三鷹天命反転住宅の完成から10年。この9月の1週間、様々な記念プログラムが開催された。荒川修作(1936-2010)の着想に基づき、安井建築設計事務所の設計監理でつくられた9戸の集合住宅は、荒川の死を経ても生気は失われていない。三鷹を取りまとめる本間桃世さんの功績であるが、荒川の思想を「経験」する場として様々な試みが続けられている。20日は、その3人の建築家、荒川と交友のあった藤井博巳さん・この住宅に住む辻真悟さんと私とで「第二、第三の天命反転住宅建設は可能か」と題するトークをおこなった。
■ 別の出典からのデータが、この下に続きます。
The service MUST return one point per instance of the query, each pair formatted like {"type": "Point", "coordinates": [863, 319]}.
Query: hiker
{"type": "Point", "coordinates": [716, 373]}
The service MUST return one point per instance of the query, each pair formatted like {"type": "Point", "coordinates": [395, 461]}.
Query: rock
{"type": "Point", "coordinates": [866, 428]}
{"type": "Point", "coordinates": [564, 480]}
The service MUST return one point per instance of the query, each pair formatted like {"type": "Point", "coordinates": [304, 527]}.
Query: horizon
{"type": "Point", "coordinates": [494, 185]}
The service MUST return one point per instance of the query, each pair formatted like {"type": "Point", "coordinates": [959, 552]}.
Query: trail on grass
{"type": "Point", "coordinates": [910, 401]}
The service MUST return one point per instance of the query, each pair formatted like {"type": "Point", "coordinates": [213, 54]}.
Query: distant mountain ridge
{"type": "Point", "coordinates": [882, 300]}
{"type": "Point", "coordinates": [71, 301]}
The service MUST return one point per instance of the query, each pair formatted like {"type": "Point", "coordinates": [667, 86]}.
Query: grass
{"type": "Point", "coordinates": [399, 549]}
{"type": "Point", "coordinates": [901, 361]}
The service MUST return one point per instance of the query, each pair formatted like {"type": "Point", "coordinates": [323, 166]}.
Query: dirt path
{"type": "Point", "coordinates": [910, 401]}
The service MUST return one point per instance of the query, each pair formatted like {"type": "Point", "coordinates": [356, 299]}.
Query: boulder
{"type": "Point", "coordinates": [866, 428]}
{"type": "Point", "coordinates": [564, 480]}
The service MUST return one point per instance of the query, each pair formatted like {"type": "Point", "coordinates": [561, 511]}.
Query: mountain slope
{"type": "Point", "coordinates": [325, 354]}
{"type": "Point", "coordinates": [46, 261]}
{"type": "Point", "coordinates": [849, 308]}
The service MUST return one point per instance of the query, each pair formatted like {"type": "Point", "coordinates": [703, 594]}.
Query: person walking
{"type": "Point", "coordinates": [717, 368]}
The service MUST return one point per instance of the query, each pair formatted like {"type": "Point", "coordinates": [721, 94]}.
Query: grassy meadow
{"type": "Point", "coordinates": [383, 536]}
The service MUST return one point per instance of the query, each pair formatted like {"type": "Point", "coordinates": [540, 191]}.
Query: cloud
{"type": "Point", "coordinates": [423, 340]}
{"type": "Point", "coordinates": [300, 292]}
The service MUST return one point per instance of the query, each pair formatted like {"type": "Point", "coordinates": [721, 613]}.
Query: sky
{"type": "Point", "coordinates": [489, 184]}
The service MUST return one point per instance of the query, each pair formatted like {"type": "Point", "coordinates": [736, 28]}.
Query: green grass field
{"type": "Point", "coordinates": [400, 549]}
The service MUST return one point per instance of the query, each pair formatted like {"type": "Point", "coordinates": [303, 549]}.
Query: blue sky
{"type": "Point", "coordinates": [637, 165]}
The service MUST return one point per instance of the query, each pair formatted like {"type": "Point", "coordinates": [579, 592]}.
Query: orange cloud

荒川は本来建築の人ではないけれど、これまで彼に由来する言葉やアクションは、人を建築の道に誘いいれたり、建築の専門家に刺激を与えたりしてきた。その場にいた一同は、三鷹的なイメージをどうそのまま引き継ぐかということよりも、建築と人間の根源を問い直す荒川の深掘りした思考をどう引き受けるかに関心の重きを置いていた。

三鷹の構想の行く手には、環状集落的なユートピア的・オートポエーシス的な世界があり、荒川にとっては、三鷹はその手掛かりに過ぎなかった。荒川はすでにこの世にいないが、彼が用意した楽観的とも見える反復造形のイメージは、誰でも意思のバトンを受けることが可能というわかりやすいメッセージだとも言えるだろう。たぶん、このところ急速に進化してきたAI(人工知能)の状況判断・解決能力を荒川が知っていたなら、これを重要なパートナーとして活用しようと考えたかもしれない。創造力とは異なるものを結びつける能力だというが、荒川には人が気づかない谷間に見事なアーチを架ける発想をするだろうと感じるのである。

じつは、哲学の分野で荒川の仕事を検証する試みが続いているのに比べ、建築分野ではまだ十分位置づけが与えられていない。私にはそれがまず必要に思える。そのようなことを含めて、熱いながら和やかな議論を交わしあった20日であった。